Some of the men laughed unkindly at his struggles. “Thickhead,” said one, a balding redhead whom Gird had rather liked before. “Perhaps the knowledge could get in, if we cracked it open for you?”
“More like his little wit would fall out,” said another. “He thinks with his hands and feet, that one, like most peasants.”
Gird tried to concentrate on markings that seemed to jump and jiggle about in the flickering candlelight. Was the sign for three supposed to stick out this way, or that? He wiggled his fingers, trying to remember. The sergeant’s sword was on the same side as that hand… he shook his head, confused once more.
“Here,” said the redhead, handing him two pebbles. “Put this in your hand—no, that hand—and hold it there. Now call that your left hand, eh? Stonehand. Some signs are stonehand, some are empty hand—you can remember that much, can’t you?”
He might have, but he was angry. He clenched his teeth against the temptation. The sergeant intervened. “Let him alone, Slagin. The stone’s a good idea, but leave the rest of it. Some boys take longer, that’s all. All right, Gird, the cook needs more water.”

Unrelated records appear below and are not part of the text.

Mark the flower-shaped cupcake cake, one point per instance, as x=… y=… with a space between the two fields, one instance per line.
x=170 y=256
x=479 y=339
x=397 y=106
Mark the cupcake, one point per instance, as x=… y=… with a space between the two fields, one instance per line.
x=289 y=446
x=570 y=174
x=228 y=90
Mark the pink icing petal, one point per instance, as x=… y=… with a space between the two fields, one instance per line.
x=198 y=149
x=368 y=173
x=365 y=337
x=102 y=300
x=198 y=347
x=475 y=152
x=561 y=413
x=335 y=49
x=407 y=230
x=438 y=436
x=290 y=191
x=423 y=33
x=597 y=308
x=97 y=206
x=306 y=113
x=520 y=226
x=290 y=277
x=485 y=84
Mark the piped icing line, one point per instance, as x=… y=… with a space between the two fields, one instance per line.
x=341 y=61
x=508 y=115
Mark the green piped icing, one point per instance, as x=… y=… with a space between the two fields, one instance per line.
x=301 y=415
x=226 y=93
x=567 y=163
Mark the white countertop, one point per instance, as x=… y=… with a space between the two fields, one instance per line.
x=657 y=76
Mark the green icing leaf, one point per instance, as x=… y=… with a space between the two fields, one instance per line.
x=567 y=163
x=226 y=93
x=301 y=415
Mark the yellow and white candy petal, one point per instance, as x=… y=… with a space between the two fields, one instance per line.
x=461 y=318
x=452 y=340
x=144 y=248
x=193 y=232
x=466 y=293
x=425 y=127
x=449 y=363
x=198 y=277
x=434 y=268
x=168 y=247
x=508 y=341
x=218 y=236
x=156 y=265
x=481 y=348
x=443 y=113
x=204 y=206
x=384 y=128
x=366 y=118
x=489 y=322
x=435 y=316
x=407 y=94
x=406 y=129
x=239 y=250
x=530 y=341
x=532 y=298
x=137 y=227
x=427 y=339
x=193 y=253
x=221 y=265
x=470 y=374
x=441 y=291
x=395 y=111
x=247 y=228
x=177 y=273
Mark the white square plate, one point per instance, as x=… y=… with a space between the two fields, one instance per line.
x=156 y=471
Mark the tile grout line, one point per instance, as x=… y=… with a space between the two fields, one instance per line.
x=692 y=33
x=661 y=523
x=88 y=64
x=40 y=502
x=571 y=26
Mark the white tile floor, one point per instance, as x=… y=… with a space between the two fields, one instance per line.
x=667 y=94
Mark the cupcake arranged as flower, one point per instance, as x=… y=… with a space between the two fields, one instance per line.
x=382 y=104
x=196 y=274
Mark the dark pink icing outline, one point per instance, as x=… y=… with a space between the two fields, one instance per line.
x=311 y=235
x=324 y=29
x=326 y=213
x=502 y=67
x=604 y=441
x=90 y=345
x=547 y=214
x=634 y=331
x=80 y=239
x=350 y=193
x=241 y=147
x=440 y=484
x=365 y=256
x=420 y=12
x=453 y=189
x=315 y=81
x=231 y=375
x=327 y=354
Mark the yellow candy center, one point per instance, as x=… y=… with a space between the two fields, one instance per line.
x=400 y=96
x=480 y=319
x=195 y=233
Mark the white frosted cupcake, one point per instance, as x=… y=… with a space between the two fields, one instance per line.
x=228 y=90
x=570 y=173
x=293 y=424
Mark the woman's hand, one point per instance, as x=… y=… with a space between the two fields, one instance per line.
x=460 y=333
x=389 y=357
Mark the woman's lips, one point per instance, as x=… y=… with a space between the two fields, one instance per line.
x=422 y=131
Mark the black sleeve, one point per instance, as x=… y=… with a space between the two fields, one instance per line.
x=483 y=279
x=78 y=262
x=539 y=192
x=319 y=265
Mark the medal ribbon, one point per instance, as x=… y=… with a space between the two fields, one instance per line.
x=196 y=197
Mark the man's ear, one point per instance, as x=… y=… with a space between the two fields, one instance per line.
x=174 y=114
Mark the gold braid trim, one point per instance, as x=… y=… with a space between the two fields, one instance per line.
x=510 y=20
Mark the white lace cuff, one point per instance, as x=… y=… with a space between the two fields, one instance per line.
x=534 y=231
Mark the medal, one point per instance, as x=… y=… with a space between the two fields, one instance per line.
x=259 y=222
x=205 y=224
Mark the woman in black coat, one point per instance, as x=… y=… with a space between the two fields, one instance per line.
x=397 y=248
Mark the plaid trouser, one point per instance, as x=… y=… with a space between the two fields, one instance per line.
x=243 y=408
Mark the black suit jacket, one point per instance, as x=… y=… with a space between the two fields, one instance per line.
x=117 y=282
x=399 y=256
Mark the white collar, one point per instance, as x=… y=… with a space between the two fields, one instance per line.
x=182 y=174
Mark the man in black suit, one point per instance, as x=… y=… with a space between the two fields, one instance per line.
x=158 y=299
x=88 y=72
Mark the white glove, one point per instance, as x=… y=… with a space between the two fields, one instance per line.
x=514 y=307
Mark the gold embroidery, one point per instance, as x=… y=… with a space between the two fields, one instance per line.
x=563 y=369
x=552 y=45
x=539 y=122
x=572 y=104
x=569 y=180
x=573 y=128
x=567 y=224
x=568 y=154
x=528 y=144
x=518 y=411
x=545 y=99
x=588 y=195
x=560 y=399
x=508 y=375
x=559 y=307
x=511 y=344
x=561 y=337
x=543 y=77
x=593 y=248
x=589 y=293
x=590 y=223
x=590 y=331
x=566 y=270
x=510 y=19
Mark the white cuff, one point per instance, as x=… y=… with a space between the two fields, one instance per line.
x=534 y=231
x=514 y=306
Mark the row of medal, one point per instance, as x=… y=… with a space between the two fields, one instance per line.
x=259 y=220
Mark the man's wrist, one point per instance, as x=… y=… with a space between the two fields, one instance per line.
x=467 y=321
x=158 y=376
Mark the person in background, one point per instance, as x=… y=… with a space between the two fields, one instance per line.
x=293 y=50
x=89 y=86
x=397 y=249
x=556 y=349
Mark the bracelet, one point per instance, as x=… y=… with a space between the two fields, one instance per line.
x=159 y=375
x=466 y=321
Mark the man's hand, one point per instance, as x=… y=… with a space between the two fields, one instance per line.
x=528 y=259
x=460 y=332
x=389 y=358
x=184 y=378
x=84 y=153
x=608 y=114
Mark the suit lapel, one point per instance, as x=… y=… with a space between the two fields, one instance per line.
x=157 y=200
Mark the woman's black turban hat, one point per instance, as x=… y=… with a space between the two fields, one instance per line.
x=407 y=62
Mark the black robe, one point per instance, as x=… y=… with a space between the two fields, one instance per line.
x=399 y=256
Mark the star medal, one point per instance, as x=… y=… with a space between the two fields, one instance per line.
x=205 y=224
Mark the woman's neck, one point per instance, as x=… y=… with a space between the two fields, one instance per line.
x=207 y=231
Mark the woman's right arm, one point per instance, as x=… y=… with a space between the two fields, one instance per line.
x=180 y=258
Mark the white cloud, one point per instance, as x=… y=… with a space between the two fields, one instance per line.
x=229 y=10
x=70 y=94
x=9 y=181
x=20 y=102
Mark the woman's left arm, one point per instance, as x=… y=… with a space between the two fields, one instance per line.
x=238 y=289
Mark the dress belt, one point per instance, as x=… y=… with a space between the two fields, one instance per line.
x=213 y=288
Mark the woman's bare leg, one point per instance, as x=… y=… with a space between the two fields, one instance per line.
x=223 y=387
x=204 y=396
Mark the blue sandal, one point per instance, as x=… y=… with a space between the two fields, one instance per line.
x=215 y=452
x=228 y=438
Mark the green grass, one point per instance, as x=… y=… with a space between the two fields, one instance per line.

By spring, the two days in ten of plentiful food had begun to show. He had always been heavier built than most of his sibs. “More like my brother,” his father had said, of an uncle dead before he was born. Now his broader frame began to carry thicker muscle. He had grown another two fingers up, and was straining the seams of his shirt. And that summer he carried a ruckbasket of plums without difficulty.
All that year, Gird worked his two days in ten, and his family settled into the knowledge that he would almost certainly become a soldier. His father continued to teach him the crafts and skills of farming, but with less urgency. His mother let out his old shirt, and made a new one, without pleading with him to stay home. His brothers admitted, privately, that life was a bit easier when he got part of his food elsewhere, and the coppers came in on quarterdays. Rauf tried once to tease him into a fight, calling him coward when he backed off; a few months later he noticed that Rauf crossed the lane to avoid him. And his friends seemed glad to see him, when any of them had time off for foolery, which wasn’t often.